Developers — and, especially in Alaska, the oil industry — often argue environmental regulation is too burdensome, that it can take years to get permits. Trump said his order takes care of that. It’s called “Establishing Discipline and Accountability in the Environmental Review and Permitting Process for Infrastructure.”
The president held up a flow chart for a hypothetical highway permit application to illustrate what he says will be the results.
“This is what we will bring it down to. This is less than two years,” Trump told reporters. “This is going to happen quickly. That’s what I’m signing today.”
Georgetown Law Professor William Buzbee said President Trump is not the first to think of this. Previous presidents and Congress have taken cracks at “streamlining” environmental review. President George W. Bush signed an order to expedite the process. President Obama signed an order and also a 2015 law that sets deadlines for permitting decisions. This wasn’t even the first streamlining order for President Trump. He signed one like it in the Oval Office in January.

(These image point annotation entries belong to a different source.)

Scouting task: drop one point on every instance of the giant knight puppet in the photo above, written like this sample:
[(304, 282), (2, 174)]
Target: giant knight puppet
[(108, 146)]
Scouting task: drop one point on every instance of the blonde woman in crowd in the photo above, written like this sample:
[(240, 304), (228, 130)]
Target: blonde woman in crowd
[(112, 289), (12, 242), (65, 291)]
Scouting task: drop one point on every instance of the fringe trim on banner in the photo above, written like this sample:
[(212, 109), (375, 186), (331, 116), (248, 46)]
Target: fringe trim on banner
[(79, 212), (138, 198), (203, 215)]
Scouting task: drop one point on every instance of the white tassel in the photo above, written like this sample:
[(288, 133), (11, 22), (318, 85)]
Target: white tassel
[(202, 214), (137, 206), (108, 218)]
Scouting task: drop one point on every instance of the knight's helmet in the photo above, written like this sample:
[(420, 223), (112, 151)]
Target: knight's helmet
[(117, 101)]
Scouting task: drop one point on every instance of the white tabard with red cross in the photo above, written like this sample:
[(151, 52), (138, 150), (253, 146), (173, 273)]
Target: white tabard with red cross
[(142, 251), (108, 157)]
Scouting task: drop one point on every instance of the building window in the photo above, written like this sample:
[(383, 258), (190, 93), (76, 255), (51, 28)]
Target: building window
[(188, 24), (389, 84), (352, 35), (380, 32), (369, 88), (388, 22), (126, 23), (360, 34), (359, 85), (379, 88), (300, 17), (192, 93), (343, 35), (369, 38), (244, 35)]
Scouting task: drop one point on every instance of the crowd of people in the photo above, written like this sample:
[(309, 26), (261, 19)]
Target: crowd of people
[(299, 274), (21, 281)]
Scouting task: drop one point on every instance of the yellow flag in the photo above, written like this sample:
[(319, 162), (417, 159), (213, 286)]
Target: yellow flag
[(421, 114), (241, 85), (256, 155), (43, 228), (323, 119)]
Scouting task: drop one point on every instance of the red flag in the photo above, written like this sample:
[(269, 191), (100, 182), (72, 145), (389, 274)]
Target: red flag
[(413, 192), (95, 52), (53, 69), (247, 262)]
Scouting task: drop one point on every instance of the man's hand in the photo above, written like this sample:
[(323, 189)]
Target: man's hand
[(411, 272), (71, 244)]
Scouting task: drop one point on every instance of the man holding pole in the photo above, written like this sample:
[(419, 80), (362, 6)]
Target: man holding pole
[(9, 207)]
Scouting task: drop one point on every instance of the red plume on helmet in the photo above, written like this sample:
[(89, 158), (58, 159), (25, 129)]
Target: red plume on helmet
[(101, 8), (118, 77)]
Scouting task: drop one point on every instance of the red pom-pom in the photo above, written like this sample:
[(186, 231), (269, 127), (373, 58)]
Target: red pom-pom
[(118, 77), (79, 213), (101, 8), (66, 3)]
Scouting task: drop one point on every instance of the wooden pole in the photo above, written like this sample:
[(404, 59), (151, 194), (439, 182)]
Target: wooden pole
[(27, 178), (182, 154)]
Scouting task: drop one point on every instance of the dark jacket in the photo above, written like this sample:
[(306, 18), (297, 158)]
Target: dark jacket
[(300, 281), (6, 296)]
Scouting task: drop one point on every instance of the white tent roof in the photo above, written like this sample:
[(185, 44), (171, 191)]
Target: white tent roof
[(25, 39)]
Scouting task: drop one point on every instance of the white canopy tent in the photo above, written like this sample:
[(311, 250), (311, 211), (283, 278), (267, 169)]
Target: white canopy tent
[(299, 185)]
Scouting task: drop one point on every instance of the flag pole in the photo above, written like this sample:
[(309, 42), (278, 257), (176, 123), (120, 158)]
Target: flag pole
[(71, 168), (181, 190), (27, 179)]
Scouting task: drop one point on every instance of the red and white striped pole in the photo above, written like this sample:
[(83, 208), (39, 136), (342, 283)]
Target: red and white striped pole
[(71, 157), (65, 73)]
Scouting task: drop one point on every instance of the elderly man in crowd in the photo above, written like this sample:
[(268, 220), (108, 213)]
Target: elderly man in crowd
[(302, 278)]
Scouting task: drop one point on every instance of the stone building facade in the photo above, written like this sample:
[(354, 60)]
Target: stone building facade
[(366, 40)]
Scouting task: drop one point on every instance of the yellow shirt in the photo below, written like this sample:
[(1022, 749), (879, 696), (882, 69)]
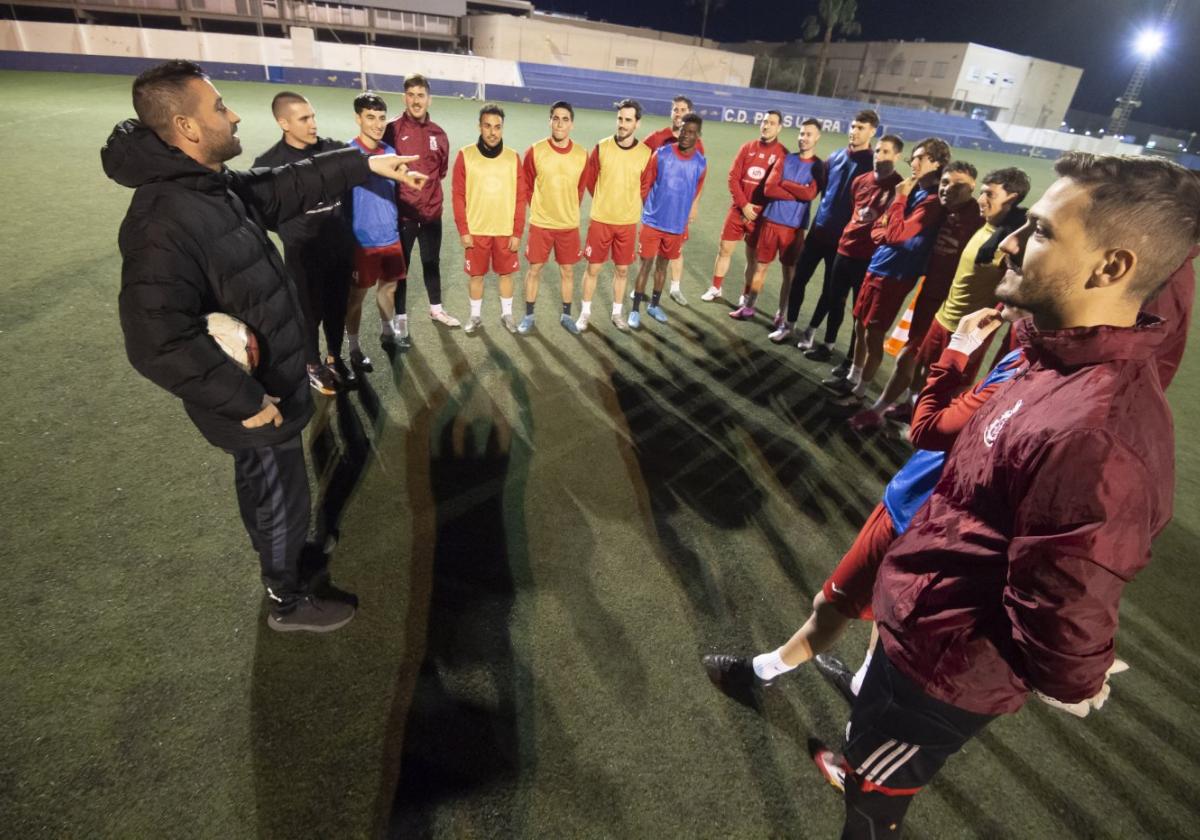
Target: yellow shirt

“This is the ‘Expediting of Environmental Reviews and Approvals For High Priority Infrastructure Projects.’ We intend to fix our country,” Trump said, wielding his pen a few days after his swearing-in. “Our bridges, our roadways – we can’t be in an environmental process for 15 years if a bridge is going to be falling down or if a highway is crumbling.”
That order was shorter and not as specific as the one he announced at Trump Tower.
Prof. Buzbee said a president certainly can speed things along, by setting priorities and telling agencies what their focus should be.
“So that, a president can do. You know, kind of instructing people on how they should think about their time,” Buzbee said. “On the other hand, there is a lot of law that influences this.”
Laws like the National Environmental Policy Act, the Clean Water Act and an array of environmental regulations. Sometimes they obligate agencies to do things a certain way. Buzbee says an executive order can’t nullify law or regulations, and changing them takes time.
For permit applicants, time is money. The Alaska Gasline Development Corp. issued a press release celebrating President Trump’s order. AGDC is the state corporation that’s applied to build an 800-mile LNG pipeline from the North Slope.
“Across the board, I think this has a lot of really good impacts for infrastructure projects nationwide,” Rosetta Alcantra, the company’s vice president for communications, said.
The corporation submitted some 60,000 pages to support its permit application. The environmental review has begun. Skeptics say a final decision could be years away, but Alcantra said AGDC hopes to get its permit in 2018.
“Although we don’t know what the immediate impacts of this executive order is going to be on our particular project, and the permitting process is uncertain, we believe the guidance provided by the White House to federal agencies to expedite major projects is going to be positive over all,” Alcantra said.
Alcantra spoke before AGDC got word Friday that the government has agreed to fast-track its application. The new executive order did not bring this on. The gas pipeline application has been approved for the processing according to the terms of the streamlining law Congress passed and Obama signed in 2015.
The environmental review, though isn’t really holding up the project. The gas line needs financing. Gov. Bill Walker asked President Trump to consider loan guarantees for it as he advances his trillion-dollar infrastructure initiative.
But Trumps infrastructure initiative may have suffered a setback this week. The White House cancelled plans for an infrastructure advisory council and dissolved two other business-related panels after a stream of CEOs resigned from them.
They were protesting Trump’s incendiary statements on the violence in Charlottesville.